Commodore seems like the kind of company that only ever succeeded despite its management. That laptop as described is ahead of its time and amazingly affordable ($500) and they killed it in the cradle. The most amazing part is that it apparently was going to run on 4 AAs for 5 hours.


I am (very slowly) writing software for a MSX BBS; I have the same setup I ran a BBS on for many years in the 80s. Except for the modem being connected to a landline, it is connected to the internet. Well it will be when it works. It has been a long standing dream since I watched (begin 80s) some guys who taught me games in assembly, create BBS software in Pascal and run BBSs from circuit boards from MSX computers they had hanging from their ceiling to save space (and it looked cool to me) in their tiny attic at their parents place.


I wonder what type of speed a modem made of modern components may achieve using a conventional phoneline based transmission today..


Trunking makes it unlikely you'll achieve much more than 56k without the phone company being "cooperative" (setting up DSL). Even 56k is/was a major feat given that the analog signals would typically get digitally compressed into 64kbps channels.

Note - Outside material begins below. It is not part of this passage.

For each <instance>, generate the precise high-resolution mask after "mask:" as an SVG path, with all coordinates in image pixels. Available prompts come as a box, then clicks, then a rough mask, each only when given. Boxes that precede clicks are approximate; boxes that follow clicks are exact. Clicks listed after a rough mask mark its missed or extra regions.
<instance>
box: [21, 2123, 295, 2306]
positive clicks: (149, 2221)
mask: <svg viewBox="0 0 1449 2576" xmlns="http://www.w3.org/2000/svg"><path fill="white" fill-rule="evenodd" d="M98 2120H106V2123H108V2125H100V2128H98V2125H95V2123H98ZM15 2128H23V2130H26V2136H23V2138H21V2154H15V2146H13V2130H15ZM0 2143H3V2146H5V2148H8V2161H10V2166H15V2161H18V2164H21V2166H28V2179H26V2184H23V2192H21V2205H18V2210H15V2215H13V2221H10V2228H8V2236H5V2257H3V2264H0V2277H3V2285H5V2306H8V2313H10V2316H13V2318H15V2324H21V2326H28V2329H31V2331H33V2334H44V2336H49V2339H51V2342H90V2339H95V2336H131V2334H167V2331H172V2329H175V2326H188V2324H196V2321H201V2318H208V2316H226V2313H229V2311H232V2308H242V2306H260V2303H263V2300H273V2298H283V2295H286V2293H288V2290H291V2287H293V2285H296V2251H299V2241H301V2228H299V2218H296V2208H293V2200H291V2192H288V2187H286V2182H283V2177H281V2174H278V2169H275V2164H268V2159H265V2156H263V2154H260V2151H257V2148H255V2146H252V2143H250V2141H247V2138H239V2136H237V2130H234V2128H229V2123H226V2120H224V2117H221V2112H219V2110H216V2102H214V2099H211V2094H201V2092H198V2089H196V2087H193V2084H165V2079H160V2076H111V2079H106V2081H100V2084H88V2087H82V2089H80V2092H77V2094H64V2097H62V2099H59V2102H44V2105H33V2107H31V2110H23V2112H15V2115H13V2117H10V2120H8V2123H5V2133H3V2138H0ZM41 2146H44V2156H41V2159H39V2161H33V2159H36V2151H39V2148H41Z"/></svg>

If you could somehow get a "pure" un-trunked copper line end to end, it'd be down to distance and how clean the switch connections are - e.g. back when I was running an ISP in the mid 90's the local telco often delivered multiple Mbps leased line connections by simply hard-wiring "normal" copper subscriber lines on the switches in between, but of course that let them test and ensure the connections were clean enough and take appropriate action if they weren't.


The 56K modems of 20 years ago were near the theoretical limit of bandwidth on a conventional phone line. They required the far end (the ISP) to have a digital connection to the telco; i.e. you can't have 2 56K modems call each other and connect at 56k.

Depending on the telco setup; your analog telephone call is encoded into 64k digital, and some signaling schemes used one of the 8 bits for signaling, leaving only 56K for digitizing the audio.

For analog-to-analog calls the best rate was 33.6K.

https://en.wikipedia.org/wiki/Modem#Using_digital_lines_and_...


you mean *DSL? The issue lies with the copper pair and the frequencies used. And of course the hardware in-between. So between 10 and 120Mbits/s.


Your lower bound is much too high. In our development country re network access (Germany) we still have areas getting "DSL light" with rates of 384kbit/s down and 64 kbit/s up (but equal pay...)


Seeing as you need a TV etc. then it is worth considering serial too.